Other addresses for localhost (not scanned): 127.0.0.1
Not shown: 990 closed ports
PORT STATE SERVICE
22/tcp open ssh
25/tcp open smtp
80/tcp open http
111/tcp open rpcbind
631/tcp open ipp
3306/tcp open mysql
5432/tcp open postgresql
15002/tcp open unknown
15003/tcp open unknown
15004/tcp open unknown
Device type: general purpose
Running: Linux 3.X
OS CPE: cpe:/o:linux:linux_kernel:3
OS details: Linux 3.7 - 3.9
Network Distance: 0 hops
It seems that the canonicalized hostname keeps changing.

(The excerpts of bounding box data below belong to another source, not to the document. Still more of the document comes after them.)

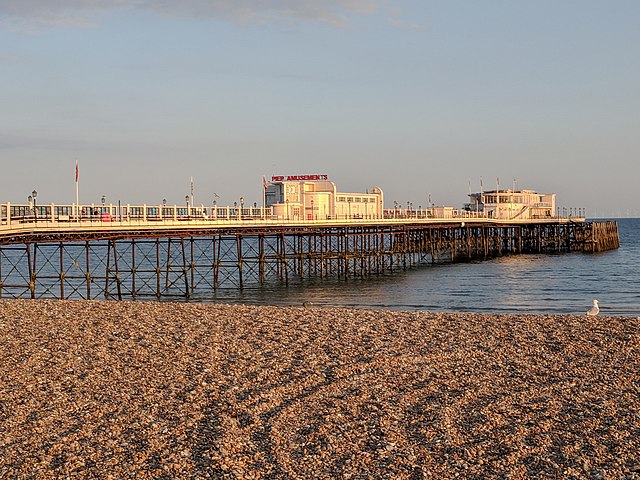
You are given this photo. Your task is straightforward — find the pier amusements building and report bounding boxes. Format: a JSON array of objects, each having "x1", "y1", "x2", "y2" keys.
[{"x1": 265, "y1": 175, "x2": 384, "y2": 220}]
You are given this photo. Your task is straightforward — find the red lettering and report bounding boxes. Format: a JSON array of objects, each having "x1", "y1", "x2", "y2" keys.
[{"x1": 271, "y1": 175, "x2": 329, "y2": 182}]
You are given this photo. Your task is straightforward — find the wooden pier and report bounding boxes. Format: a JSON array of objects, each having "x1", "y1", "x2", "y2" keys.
[{"x1": 0, "y1": 217, "x2": 619, "y2": 299}]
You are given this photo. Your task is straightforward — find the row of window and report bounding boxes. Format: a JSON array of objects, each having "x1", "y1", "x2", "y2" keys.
[{"x1": 337, "y1": 197, "x2": 376, "y2": 203}]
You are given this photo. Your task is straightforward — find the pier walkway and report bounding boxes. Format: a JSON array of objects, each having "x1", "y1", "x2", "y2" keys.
[{"x1": 0, "y1": 204, "x2": 619, "y2": 299}]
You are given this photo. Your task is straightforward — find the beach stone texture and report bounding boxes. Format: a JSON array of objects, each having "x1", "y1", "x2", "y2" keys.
[{"x1": 0, "y1": 300, "x2": 640, "y2": 479}]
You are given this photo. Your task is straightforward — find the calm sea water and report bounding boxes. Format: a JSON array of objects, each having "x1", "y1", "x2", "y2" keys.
[{"x1": 194, "y1": 219, "x2": 640, "y2": 316}]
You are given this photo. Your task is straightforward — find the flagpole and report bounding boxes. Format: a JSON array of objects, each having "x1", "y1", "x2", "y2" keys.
[
  {"x1": 76, "y1": 160, "x2": 80, "y2": 221},
  {"x1": 262, "y1": 175, "x2": 267, "y2": 219}
]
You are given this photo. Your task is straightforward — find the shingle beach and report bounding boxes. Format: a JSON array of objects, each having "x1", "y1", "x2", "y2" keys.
[{"x1": 0, "y1": 300, "x2": 640, "y2": 479}]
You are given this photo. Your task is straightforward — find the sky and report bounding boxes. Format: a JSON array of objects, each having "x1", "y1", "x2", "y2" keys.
[{"x1": 0, "y1": 0, "x2": 640, "y2": 216}]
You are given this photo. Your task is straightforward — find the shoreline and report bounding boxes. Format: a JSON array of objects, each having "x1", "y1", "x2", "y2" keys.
[{"x1": 0, "y1": 300, "x2": 640, "y2": 479}]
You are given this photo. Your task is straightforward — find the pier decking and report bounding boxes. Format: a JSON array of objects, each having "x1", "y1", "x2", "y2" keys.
[{"x1": 0, "y1": 205, "x2": 619, "y2": 299}]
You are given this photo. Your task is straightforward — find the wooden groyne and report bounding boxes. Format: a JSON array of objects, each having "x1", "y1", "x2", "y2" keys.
[{"x1": 584, "y1": 221, "x2": 620, "y2": 253}]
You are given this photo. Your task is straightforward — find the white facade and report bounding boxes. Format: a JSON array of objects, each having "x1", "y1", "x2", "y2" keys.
[
  {"x1": 265, "y1": 175, "x2": 384, "y2": 220},
  {"x1": 464, "y1": 190, "x2": 556, "y2": 220}
]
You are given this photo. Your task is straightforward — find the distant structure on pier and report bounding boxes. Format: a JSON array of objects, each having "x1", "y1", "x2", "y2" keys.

The server sets the administrators to root on the canonical name of the hostname when you set things up. Since you now get “unauthorized request”, the qmgr commands no longer seem to come from the address that name is bound to – possibly because that name is no longer resolvable because you changed things (is the host supposed to be “centos7” or “centos7-1”? Decide once and for all…)
Ditto for your node:
centos7
Mom = centos7.home
You created the node by passing the name “centos”. BTW: this name MUST match the output of “hostname” or your hooks won’t work well. It resolved it to an IP address, and reached a MoM. MoM sent back a message, and the IP address it gave resolved to centos7.home, but this name currently does not map to an IP address. I bet that now centos7-1.home exists but not centos7.home.
In other words: stick to one canonical name for each IP address and don’t change it. Make sure that /etc/nsswitch.conf has “files” first for the hosts map, and then control your IP/name translations from there (the canonicalized hostname is always the first entry). Make sure names that you use only appear on one line (do not be tempted to add e.g. “centos7” to two different lines, because that will confuse a lot of software since your canonicalisation is then ambiguous).
How you get out of this conundrum indeed depends on what you see in the logs and what the output of qmgr -c “print server” is.